To evaluate Champagne’s performance in producing evidence that yields the correct topology, we started with the simplest case: sets of three species. We chose six species sets for which the topologies are broadly accepted. A number of previous papers, building topologies on the basis of molecular and morphological data sets, have established the correct phylogenies for these species sets (presented in Newick format) to be: ((mouse, rat), guinea-pig); ((dog, cat), pig); ((dolphin, cow), horse); ((pig, cow), dog); ((megabat, microbat), dog); and ((human, mouse), dog) (Murphy 2001; Prasad et al. 2008; McCormack et al. 2012; Song et al. 2012; Kumar et al. 2013; Liu et al. 2017; Beck and Baillie 2018; Upham et al. 2019). We summarize these phylogenies, including the outgroups used by Champagne, in table 1. We note that of the six species sets we consider, the correct topology for human, mouse, dog is perhaps the most debated—some papers (Reyes et al. 2000; Cannarozzi et al. 2007) have proposed the alternate topology of ((human, dog), mouse), though the current consensus is still in favor of ((human, mouse), dog) (Liu et al. 2017; Upham et al. 2019). We compare the indel-based character matrices produced by Champagne with a morphological character matrix presented by O’Leary et al. (2013) and a nuclear DNA-based character matrix presented by Song et al. (2012). Retention index (RI) of the maximum parsimony tree serves as the quantitative metric to measure the level of homoplasy. Given that the species sets under consideration have widely accepted and well-supported topologies and are not believed to have undergone rapid speciation (resulting in negligible ILS) or hybridization, a phylogenetic character matrix can be expected to have a near-perfect RI (i.e., close to 1) for these sets unless it suffers from high levels of homoplasy.

Table 1.

A Comparison of the Retention Indices (RI, Ranging between 0 and 1) and the Number of Informative Sites of the Maximum-Parsimony Trees Generated Using Matrices Composed of Single-Nucleotide Characters by Song et al. (2012 ), Morphological Characters by O’Leary et al. (2013 ), and Indel-Based Characters by Champagne

Outgroup Retention Index (RI)
Number of Informative Sites
O’Leary et al. Song et al. Champagne O’Leary et al. (Morphological Traits) Song et al. (Single Bases) Champagne (Large-Shared Indels)
((mouse, rat), guinea-pig) Rabbit n/a 0.84 0.997 n/a 55,922 289
((dog, cat), pig) Human n/a 0.598 0.993 n/a 19,872 979
((dolphin, cow), horse) Human 0.445 (incorrect) 0.657 0.990 155 29,708 491
((pig, cow), dog) Human 0.469 0.554 0.989 350 26,331 348
((megabat, microbat), dog) Human 0.581 0.481 0.929 296 22,942 42
((human, mouse), dog) Elephant n/a 0.358 0.765 n/a 28,648 17

Note.—Champagne’s high- to near-maximal RI across all six queries shows how resilient large indel-based inference is to homoplasious events, exemplifying the desirable reduction of nonphylogenetic signal in the character matrix. n/a, not available.

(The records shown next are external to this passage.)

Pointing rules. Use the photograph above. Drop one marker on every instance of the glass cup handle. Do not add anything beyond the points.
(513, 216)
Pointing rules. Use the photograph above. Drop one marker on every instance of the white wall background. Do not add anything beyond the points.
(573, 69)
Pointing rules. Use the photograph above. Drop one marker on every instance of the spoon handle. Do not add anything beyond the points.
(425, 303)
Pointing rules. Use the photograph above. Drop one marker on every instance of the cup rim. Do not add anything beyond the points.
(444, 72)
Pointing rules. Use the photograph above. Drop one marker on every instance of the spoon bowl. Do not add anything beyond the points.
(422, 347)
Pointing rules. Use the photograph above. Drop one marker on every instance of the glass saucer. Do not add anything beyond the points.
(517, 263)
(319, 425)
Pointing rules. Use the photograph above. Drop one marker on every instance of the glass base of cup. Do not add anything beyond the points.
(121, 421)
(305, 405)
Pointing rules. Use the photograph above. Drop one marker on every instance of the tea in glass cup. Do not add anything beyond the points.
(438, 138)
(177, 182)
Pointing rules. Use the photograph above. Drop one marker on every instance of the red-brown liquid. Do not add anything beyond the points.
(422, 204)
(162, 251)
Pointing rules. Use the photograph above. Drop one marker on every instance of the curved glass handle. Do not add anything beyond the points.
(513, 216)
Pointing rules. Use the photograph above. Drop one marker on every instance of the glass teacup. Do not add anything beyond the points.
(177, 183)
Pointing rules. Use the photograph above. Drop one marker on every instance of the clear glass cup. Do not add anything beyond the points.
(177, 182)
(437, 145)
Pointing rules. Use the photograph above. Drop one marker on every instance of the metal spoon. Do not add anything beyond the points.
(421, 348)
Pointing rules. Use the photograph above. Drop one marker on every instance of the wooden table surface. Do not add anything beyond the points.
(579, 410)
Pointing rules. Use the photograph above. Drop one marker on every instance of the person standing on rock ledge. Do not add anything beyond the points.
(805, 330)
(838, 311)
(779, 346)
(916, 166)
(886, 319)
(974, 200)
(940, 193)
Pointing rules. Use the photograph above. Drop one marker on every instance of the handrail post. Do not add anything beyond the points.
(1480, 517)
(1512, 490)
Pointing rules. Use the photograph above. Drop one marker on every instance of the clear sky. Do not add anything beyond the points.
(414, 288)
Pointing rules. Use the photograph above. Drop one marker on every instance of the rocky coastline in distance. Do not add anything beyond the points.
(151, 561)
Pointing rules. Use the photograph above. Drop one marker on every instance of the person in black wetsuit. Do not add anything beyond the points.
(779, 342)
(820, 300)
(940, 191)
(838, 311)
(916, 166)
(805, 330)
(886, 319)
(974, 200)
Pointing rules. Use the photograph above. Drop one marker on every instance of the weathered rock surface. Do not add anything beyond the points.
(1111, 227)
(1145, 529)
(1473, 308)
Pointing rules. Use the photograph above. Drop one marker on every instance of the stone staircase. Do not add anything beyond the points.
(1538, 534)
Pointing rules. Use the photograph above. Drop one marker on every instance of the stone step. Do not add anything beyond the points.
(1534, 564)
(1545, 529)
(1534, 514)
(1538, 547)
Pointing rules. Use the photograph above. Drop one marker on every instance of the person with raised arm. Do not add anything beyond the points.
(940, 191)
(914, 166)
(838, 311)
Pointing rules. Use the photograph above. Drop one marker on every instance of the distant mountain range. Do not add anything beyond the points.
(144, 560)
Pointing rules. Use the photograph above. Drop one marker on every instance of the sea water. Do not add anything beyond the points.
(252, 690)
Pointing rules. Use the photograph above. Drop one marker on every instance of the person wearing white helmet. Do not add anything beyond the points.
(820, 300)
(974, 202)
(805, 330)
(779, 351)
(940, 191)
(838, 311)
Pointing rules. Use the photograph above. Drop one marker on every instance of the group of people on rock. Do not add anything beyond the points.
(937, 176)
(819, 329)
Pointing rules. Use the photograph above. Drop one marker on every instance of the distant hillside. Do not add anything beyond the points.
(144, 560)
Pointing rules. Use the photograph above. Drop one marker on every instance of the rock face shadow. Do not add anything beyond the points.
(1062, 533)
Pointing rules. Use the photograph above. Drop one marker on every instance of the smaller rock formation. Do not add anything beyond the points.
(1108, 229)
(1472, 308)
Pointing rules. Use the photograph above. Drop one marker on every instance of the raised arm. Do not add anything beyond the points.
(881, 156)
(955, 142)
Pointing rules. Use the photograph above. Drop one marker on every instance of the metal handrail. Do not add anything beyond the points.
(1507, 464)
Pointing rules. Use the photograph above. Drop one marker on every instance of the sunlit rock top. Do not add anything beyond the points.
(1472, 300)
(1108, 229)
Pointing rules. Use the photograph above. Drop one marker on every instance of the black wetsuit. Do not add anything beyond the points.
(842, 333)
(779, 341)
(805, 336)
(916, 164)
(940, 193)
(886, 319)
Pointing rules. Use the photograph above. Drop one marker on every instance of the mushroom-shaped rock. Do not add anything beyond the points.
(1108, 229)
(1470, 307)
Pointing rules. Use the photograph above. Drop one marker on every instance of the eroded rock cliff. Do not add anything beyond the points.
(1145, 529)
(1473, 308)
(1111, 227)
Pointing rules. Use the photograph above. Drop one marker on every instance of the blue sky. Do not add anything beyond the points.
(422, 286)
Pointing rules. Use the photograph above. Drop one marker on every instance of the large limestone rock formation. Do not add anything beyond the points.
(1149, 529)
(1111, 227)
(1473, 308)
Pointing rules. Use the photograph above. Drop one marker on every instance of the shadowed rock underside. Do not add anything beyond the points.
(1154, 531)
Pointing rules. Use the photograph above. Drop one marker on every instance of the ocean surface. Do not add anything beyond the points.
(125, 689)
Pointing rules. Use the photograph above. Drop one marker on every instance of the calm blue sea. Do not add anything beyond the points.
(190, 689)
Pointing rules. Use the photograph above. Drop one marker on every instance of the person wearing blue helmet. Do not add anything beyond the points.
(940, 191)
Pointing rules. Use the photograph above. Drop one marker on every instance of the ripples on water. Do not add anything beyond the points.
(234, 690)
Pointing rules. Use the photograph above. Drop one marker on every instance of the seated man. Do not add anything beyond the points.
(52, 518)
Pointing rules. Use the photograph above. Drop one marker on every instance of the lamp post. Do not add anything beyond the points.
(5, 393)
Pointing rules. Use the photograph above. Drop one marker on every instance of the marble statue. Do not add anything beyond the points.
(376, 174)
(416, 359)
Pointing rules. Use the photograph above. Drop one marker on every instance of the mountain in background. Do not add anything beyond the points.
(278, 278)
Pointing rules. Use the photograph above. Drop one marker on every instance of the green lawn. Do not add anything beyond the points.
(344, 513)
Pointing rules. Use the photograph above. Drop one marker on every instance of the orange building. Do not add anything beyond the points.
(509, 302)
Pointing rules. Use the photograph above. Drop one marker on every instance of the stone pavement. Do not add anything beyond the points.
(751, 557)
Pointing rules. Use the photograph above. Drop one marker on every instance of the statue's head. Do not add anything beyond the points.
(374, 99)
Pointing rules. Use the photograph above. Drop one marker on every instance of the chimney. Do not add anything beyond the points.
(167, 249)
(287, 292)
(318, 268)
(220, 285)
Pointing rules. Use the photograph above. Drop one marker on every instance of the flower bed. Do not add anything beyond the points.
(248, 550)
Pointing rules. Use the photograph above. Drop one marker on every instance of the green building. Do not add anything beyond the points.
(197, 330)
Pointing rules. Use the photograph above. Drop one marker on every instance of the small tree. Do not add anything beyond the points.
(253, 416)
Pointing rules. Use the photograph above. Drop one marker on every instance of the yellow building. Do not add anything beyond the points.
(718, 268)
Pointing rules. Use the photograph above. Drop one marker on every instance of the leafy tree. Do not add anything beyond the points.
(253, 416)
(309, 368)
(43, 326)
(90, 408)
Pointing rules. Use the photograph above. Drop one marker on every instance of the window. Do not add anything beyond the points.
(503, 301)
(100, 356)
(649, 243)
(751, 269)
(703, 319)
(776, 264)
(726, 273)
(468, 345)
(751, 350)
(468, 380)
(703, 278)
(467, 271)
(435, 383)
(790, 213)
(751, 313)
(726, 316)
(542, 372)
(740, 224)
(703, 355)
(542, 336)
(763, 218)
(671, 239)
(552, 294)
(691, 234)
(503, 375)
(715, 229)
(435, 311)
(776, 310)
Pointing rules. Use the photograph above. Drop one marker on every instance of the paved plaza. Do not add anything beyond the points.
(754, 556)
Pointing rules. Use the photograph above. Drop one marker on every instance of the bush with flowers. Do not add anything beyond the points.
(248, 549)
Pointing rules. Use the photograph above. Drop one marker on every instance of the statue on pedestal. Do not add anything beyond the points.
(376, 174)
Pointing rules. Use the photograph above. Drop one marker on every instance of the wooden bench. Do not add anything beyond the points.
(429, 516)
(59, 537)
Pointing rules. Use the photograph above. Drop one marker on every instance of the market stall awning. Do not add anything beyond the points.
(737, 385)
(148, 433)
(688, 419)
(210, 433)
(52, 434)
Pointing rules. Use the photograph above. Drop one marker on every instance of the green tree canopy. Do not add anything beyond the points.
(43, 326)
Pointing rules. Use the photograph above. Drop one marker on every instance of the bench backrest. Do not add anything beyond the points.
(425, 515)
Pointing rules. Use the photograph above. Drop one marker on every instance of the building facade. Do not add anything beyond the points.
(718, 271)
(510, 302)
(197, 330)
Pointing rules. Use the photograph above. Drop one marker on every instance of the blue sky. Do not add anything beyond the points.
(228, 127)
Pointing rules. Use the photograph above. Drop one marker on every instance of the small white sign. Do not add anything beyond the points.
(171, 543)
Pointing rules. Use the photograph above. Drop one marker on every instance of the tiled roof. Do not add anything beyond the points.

Because of the limited set of taxa available in O’Leary et al.’s matrices, we could not compare retention indices across all phylogenies. We found that on all six sets, Champagne, as well as Song et al.’s matrices, produced the same topologies with maximum parsimony, matching the broadly accepted topologies in previous studies. O’Leary et al.’s matrices also predicted the same topologies on two out of three topologies we could evaluate, but incorrectly predicted the ((dolphin, cow), horse) topology as ((cow, horse), dolphin). The three methods differed in their RI scores and the number of informative sites (table 1). As expected, Song et al.’s single-nucleotide substitution-based matrices had far more characters than O’Leary et al.’s morphological matrices or the Champagne matrices, which are based on rare, large indel events. Despite this, the character matrices produced by Champagne significantly outperform both Song et al.’s and O’Leary et al.’s matrices, producing a RI close to the theoretical maximum value of 1 in almost all cases (table 1). This is because large genomic events that Champagne considers rarely occur twice independently and are therefore nearly homoplasy-free, which is neither true of morphological characters nor base-pair substitutions.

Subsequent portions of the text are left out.